Pollution
Humain
Environnement
Economique

The incineration of flammable organic effluents (cyclohexane and heavy tars) from a chemical plant was underway since 5:30 a.m. when the feed rate of the line supplying the oven became unstable, causing the burning operation to stop at 11:25 a.m. Unsuccessful attempts were made in the control room to restart the burner. As such, at 11:30 a.m., the pipeline operator shut down the pump supplying the line from the effluent tank. An operation’s technician was dispatched to the installation to restart it manually. Everything appeared normal (noise, pressure), and the installation restarted after the third attempt at 11:33 a.m., but stopped 1 minute later. The technician smelled the organic effluent and detected a leak in a pipe elbow. He alerted the control room and moved closer to examine the leak when it ignited with a flash, and then exploded. The technician and another operator fought the fire with portable fire extinguishers, although were unable to bring the burning leak under control. A 100-litre fire extinguisher, available in the installation, was used to bring the fire under control while the valves were closed to isolate the supply line, and the furnace was shut down. The site’s in-house fire-fighters arrived at the scene of the accident and got control of the second fire with fire hoses. Once alerted, the emergency services arrived on the scene but did not have to intervene. The operator sent out a press release as the noise produced by the explosion had been heard by the residents of the neighbouring village. The alert was lifted at 12:15 p.m.

Two days before the accident, an exceptional operation to incinerate deperoxidised organic waste had meant that the tank, storing the organic effluents to be burned, was isolated from the oven, and the oven’s supply line was connected to a container holding these wastes. The tank’s recirculation system had thus been cut off. On the morning of the accident, the operators switched the boiler’s supply back over to the tank, while forgetting to open the valve on the recirculation system. When the supply of the oven by the tank was restarted, the line gradually increased in pressure due to a choked filter (never cleaned) and the inability to release pressure to the fixed tank because the recirculation valve was closed. It was increasingly difficult for the feed pump to maintain the nominal pressure, causing the oven’s burner to switch off. The supply line was rinsed with water the day before, when the container was empty, but the operators had neglected to empty the rinse water. Leading up to morning of the accident, this piping system (steam-heated during winter due to the risk of freezing) had remained full of water for 29 hours, resulting in the thermal expansion of the water which weakened the line’s joints due to the excess pressure. The pressure surges generated in the line by the successive attempts to restart the pump caused a seal to rupture at the flange of an elbow, then the leakage of flammable organic effluent which vaporised in the hot atmosphere of the incineration unit (t° > 35 °C), ignited and then exploded (UVCE) in contact with the boiler’s casing (t° > 250 °C).

Hydrostatic testing of the recirculation line showed that there was a 2nd faulty flange seal. There were no formalised operating procedures or checklists for switching the oven’s supply loop between the tank (normal mode used most of the time) and a container (used more rarely, once a month). During the changeover sequence, the unit’s operators discuss any actions to be performed.
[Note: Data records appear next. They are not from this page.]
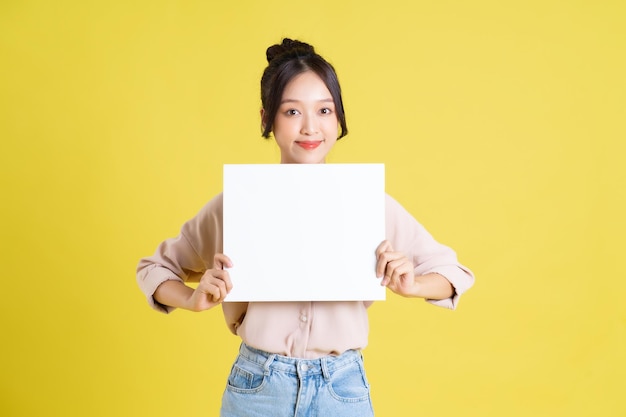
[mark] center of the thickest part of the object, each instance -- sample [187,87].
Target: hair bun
[289,46]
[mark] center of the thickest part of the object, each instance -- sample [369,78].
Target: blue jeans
[263,384]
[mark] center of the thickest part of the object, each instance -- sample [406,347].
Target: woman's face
[306,125]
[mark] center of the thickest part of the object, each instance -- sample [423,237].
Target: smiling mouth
[309,144]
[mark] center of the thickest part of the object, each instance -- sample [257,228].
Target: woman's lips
[309,144]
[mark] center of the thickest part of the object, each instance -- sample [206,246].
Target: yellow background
[501,124]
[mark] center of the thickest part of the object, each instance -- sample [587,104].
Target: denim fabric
[263,384]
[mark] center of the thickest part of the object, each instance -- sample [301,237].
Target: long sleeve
[429,256]
[185,257]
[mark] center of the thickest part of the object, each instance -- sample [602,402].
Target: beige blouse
[297,329]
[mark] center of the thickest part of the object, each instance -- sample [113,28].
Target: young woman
[298,358]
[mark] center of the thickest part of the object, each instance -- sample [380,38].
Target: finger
[395,269]
[384,259]
[221,261]
[384,246]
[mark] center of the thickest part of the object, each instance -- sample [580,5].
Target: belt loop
[268,362]
[325,370]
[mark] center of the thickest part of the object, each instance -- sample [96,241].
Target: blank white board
[304,232]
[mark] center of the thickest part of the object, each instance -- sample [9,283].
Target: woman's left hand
[395,269]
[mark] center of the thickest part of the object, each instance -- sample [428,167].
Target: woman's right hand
[213,287]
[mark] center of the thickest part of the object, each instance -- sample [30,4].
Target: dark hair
[287,60]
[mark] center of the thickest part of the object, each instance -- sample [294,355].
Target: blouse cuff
[150,280]
[461,280]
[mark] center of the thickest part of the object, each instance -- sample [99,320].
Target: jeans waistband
[325,365]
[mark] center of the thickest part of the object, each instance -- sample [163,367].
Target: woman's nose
[309,125]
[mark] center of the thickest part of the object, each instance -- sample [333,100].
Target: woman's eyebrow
[292,100]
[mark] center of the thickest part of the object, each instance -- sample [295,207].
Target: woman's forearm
[173,294]
[433,287]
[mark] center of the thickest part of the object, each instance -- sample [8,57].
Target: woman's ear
[263,121]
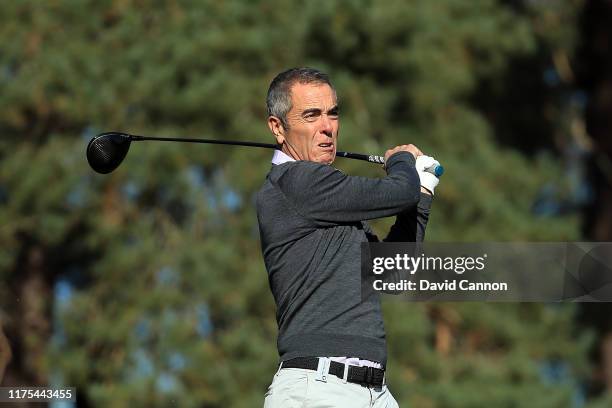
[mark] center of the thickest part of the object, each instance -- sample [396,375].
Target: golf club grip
[436,170]
[370,158]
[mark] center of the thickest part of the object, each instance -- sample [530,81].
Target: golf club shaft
[357,156]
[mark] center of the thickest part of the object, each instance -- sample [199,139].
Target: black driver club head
[106,151]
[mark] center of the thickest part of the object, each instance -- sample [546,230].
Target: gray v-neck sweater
[311,221]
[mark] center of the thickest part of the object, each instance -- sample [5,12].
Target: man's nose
[326,125]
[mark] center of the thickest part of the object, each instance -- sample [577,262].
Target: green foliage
[169,240]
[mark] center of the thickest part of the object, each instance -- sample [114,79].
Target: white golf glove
[428,180]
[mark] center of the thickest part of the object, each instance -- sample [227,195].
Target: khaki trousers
[297,387]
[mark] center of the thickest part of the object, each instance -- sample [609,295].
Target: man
[311,219]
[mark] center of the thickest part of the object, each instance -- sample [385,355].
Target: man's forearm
[410,225]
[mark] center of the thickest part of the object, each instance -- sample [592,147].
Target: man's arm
[410,224]
[327,196]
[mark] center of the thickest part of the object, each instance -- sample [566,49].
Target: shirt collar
[280,157]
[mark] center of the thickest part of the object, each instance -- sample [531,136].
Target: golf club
[106,151]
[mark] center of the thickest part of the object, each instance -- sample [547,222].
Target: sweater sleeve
[410,224]
[327,196]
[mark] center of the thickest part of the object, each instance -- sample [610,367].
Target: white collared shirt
[280,158]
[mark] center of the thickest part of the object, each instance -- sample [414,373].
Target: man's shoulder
[299,170]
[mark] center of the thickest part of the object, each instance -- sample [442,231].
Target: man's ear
[277,129]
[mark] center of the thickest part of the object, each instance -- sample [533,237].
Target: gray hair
[279,92]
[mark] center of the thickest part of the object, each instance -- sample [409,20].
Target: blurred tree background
[146,287]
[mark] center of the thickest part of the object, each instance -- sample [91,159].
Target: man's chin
[326,158]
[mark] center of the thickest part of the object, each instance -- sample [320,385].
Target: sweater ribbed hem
[329,344]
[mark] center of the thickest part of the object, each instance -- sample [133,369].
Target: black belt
[360,375]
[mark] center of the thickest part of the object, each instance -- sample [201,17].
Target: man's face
[313,123]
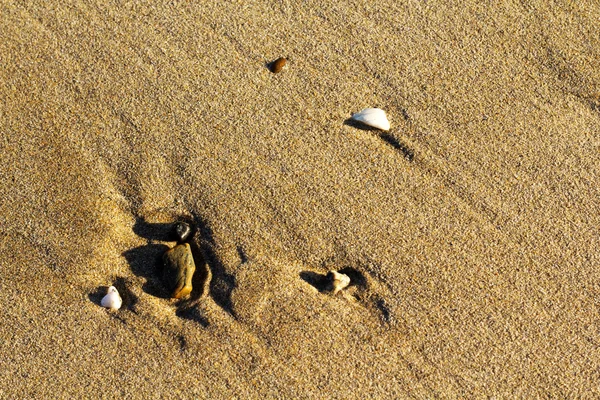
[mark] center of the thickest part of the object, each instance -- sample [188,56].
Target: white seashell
[112,299]
[374,117]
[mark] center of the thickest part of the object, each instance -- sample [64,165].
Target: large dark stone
[179,268]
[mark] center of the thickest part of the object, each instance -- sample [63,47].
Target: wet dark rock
[183,231]
[179,268]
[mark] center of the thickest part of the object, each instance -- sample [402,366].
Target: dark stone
[183,230]
[278,65]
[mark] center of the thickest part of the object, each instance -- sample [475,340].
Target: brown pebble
[337,281]
[179,267]
[278,65]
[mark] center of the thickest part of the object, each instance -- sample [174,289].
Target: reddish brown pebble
[278,64]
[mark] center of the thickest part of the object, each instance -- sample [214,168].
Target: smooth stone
[182,230]
[179,268]
[278,65]
[337,281]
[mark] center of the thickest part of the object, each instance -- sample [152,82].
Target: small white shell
[112,299]
[338,281]
[374,117]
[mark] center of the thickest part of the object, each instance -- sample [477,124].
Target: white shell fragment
[337,281]
[374,117]
[112,299]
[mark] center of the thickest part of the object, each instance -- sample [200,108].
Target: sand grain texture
[472,225]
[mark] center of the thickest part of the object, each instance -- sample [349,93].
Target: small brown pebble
[182,230]
[337,281]
[278,65]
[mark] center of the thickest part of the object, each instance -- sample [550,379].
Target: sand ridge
[472,224]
Given that this information is only communicated orally, there is an increased risk that an operator will forget one of the 5 valves involved in the sequence. Furthermore, the operator had not studied the accident scenario because it was not likely to cause a major accident or effects beyond the site’s property limit, which led to an underestimation of the risk of operating the pump at excess pressure and thermal expansion in the supply line.

The operator replaced all of the line’s seals and all the wiring, valves and instrumentation damaged by thermal effects (representing 9 days of work), locked the tank’s recirculation valve in the open position, installed a high-pressure safety valve to stop the feed pump and eliminated line’s steam heating system, which is not required for the effluent to be burned. In a second phase, the operator removed a maximum number of flanges on the line and added anti-splash shields on the remaining flanges. The power of the feed pump was reduced as it was initially overpowered, and the filter was removed (of no use). Finally, exceptional injections of deperoxidised organic waste into the incinerator via the organic effluent line were stopped.